Judge Rabin probably had no idea at the time that one of his opinions, Freund v. Washington Square Press, Inc., 34 N.Y. 379 (1974), on a narrow point of damages for breach of a contract to publish a scholarly book, would make its way into a leading casebook on contract law.15 Perhaps the explanation is that the Judge had fortuitously cited one of the casebook author's leading works in his opinion. The opinion overturned a $10,000 damages award and instead gave the disgruntled author nominal damages of six cents. By sheer coincidence, it turned out that Judge Rabin, by then retired from the bench, attended a contracts class with his wife Florence, taught by their son at Syracuse University College of Law on the day that case was discussed. While the students agreed that the reasoning of the case was unassailable, the Judge could not give any explanation to the class for the figure of six cents. Upon retirement from the Court of Appeals, Judge Rabin went back to the Appellate Division, where he served as an Associate Justice for another seven years.

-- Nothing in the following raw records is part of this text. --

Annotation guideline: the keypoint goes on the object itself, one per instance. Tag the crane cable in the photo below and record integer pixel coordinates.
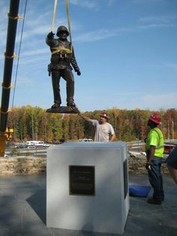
(68, 18)
(18, 58)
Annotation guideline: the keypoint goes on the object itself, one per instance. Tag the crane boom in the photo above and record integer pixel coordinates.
(8, 65)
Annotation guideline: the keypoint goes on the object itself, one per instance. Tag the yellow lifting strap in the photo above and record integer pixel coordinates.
(57, 50)
(68, 19)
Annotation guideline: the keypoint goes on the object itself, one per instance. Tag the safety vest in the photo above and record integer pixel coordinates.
(155, 138)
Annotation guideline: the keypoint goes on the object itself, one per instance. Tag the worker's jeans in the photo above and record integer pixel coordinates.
(155, 178)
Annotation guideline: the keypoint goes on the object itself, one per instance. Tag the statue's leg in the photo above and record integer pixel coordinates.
(69, 78)
(56, 88)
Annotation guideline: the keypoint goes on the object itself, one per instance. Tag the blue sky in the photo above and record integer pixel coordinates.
(126, 51)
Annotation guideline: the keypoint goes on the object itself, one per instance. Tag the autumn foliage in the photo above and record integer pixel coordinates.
(34, 123)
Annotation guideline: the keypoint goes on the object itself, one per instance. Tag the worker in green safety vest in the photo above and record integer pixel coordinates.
(155, 156)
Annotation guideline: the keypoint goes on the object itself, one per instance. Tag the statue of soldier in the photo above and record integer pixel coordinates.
(62, 63)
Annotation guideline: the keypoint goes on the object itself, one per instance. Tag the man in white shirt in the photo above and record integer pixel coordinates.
(104, 131)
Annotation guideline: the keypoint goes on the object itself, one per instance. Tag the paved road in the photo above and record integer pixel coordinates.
(23, 210)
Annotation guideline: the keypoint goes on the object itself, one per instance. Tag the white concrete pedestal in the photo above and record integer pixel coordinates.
(94, 199)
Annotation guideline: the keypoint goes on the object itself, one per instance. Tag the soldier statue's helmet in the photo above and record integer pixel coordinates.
(62, 28)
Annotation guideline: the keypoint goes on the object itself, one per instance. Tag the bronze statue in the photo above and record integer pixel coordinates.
(63, 61)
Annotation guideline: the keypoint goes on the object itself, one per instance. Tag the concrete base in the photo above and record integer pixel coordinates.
(104, 209)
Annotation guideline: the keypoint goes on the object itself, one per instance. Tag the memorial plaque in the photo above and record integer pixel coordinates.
(82, 180)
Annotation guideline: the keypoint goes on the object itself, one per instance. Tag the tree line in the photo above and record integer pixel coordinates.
(34, 123)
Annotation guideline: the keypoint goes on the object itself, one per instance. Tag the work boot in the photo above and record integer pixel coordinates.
(154, 201)
(55, 106)
(71, 104)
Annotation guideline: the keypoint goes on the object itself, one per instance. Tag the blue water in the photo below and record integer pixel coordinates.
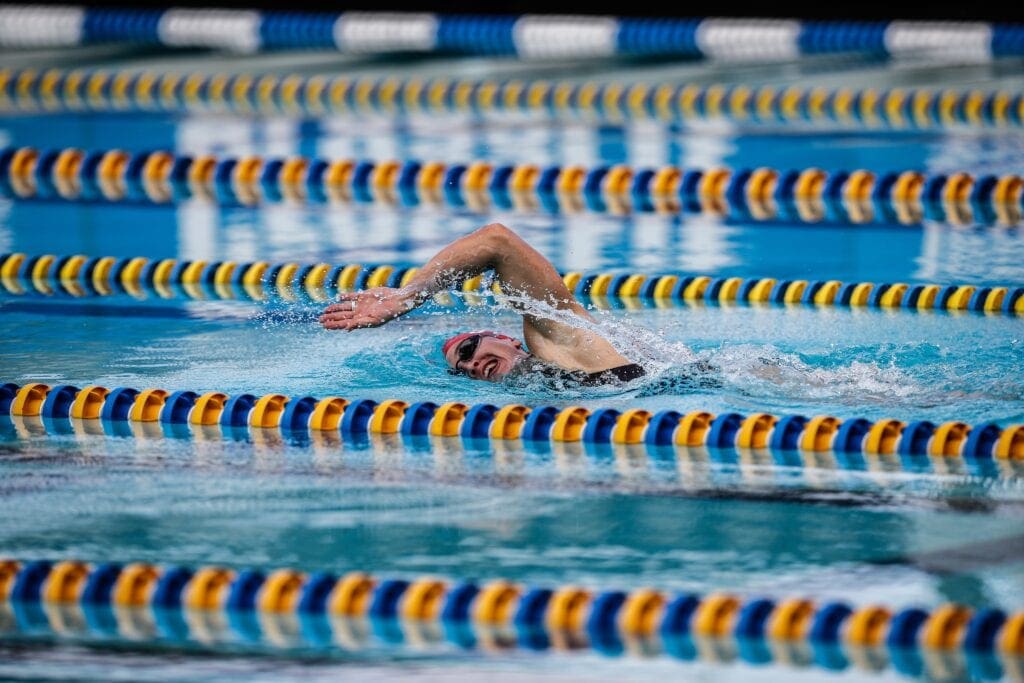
(823, 526)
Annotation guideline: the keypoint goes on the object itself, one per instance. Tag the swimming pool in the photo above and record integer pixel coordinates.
(826, 523)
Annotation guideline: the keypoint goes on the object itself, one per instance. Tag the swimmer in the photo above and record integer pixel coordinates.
(549, 347)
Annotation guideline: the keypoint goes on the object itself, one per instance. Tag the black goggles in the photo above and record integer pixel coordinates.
(464, 353)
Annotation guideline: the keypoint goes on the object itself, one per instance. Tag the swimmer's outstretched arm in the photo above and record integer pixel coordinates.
(520, 270)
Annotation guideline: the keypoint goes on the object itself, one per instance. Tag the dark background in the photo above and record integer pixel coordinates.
(1006, 11)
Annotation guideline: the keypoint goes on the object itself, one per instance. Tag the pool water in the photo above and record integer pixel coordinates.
(924, 531)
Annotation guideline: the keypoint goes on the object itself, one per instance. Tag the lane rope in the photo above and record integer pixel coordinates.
(79, 275)
(185, 413)
(525, 36)
(603, 619)
(809, 195)
(31, 89)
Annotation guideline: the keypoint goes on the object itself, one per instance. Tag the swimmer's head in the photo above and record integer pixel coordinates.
(482, 354)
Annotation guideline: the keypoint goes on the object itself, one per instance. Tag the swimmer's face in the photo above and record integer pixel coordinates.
(484, 355)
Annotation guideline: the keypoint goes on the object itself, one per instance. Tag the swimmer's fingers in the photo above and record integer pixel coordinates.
(349, 323)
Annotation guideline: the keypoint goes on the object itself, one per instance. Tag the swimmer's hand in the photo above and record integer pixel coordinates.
(369, 308)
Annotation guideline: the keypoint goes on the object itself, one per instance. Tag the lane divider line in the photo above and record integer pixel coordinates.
(183, 412)
(810, 195)
(80, 275)
(607, 616)
(31, 89)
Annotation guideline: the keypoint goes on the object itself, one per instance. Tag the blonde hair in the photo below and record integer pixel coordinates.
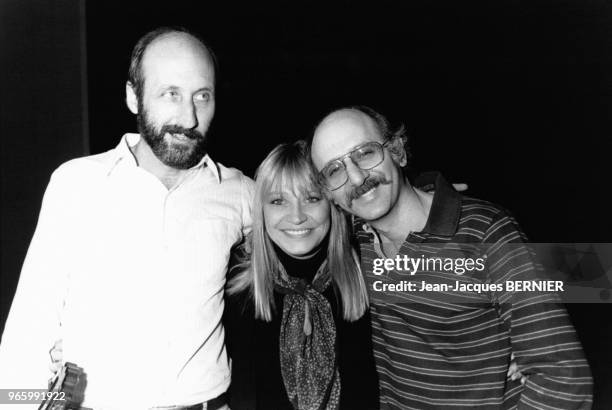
(288, 166)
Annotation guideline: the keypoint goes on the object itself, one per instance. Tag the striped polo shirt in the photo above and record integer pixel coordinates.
(436, 352)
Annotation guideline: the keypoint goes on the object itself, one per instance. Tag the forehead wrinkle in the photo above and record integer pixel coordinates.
(179, 50)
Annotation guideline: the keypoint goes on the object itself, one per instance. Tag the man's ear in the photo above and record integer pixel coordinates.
(397, 148)
(130, 98)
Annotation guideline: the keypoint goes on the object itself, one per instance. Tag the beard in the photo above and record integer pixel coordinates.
(175, 155)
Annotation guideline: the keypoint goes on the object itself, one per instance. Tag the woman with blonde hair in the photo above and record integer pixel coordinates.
(296, 316)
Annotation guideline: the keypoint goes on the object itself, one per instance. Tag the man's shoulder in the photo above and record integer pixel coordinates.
(486, 217)
(476, 205)
(84, 167)
(233, 176)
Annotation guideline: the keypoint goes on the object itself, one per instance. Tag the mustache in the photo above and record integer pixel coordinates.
(177, 129)
(371, 182)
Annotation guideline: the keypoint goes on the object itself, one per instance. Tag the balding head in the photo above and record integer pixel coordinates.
(167, 36)
(172, 91)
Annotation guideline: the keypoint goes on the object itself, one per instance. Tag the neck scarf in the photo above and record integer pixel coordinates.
(308, 341)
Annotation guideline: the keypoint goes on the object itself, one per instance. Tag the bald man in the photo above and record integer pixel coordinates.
(127, 265)
(441, 349)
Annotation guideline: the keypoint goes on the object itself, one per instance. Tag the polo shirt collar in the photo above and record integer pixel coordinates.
(445, 209)
(123, 153)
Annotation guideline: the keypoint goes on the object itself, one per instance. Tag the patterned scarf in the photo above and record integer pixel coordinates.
(308, 343)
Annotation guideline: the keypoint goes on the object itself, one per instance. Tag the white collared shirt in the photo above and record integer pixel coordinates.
(130, 275)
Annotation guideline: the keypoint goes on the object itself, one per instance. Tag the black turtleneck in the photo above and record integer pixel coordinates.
(254, 347)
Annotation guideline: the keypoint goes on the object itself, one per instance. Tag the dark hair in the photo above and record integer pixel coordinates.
(135, 75)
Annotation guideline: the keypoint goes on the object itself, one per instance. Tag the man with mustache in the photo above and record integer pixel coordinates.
(433, 351)
(127, 265)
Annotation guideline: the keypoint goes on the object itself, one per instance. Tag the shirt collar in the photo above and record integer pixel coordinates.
(123, 154)
(445, 209)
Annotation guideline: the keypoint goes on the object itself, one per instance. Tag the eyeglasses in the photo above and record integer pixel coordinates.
(365, 156)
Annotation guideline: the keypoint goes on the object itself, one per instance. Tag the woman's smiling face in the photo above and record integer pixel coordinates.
(296, 220)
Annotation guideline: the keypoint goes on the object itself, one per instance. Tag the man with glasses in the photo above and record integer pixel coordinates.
(432, 351)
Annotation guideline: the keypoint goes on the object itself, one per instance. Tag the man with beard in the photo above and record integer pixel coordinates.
(127, 265)
(436, 350)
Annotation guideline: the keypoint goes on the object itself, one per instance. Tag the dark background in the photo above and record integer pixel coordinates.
(512, 97)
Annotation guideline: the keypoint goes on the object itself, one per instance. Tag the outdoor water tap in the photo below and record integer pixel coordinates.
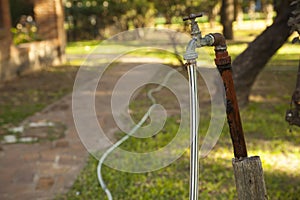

When he retired from the bench, he became Of Counsel with Herzfeld and Rubin, a Manhattan law firm.
Judge Rabin was active in charitable work all his life. He was a founder of Long Island Jewish Hospital, in Queens. In the New York Post profile16 he observed that his son was born in Mary Immaculate Hospital in Queens, and that there was a need for another hospital, and "a need for the Jewish community to contribute." He served on the Board of Trustees of Long Island Jewish Hospital, and as Chair, and was active in its governance. He died on May 7, 1993, and is buried at Montefiore Cemetery, in Queens.
Judge Rabin was an elegant and well-mannered man, always impeccably dressed. He was an avid golfer, playing regularly until just three weeks before his death. The judge enjoyed his family life. The family has fond memories of "Poppy" playing aggressive games of touch football with his grandsons in the street in his good leather shoes, and canoeing in the Adirondacks on family vacations.
Judge Rabin married Florence Mittlemann on February 11, 1938. She survived him, and lives in Floral Park, Queens. They had two children, Robert J., a lawyer and later a law professor at Syracuse Law School, and Jane Stern, an author. Judge Rabin was survived by two grandsons, Benjamin Rabin, who continued the family tradition by becoming a lawyer, now practicing in Syracuse, N.Y., and William, a construction project manager. The genealogy continues with three great grandchildren, Alexandria Thomas, Samuel Rabin, and Benjamin Rabin.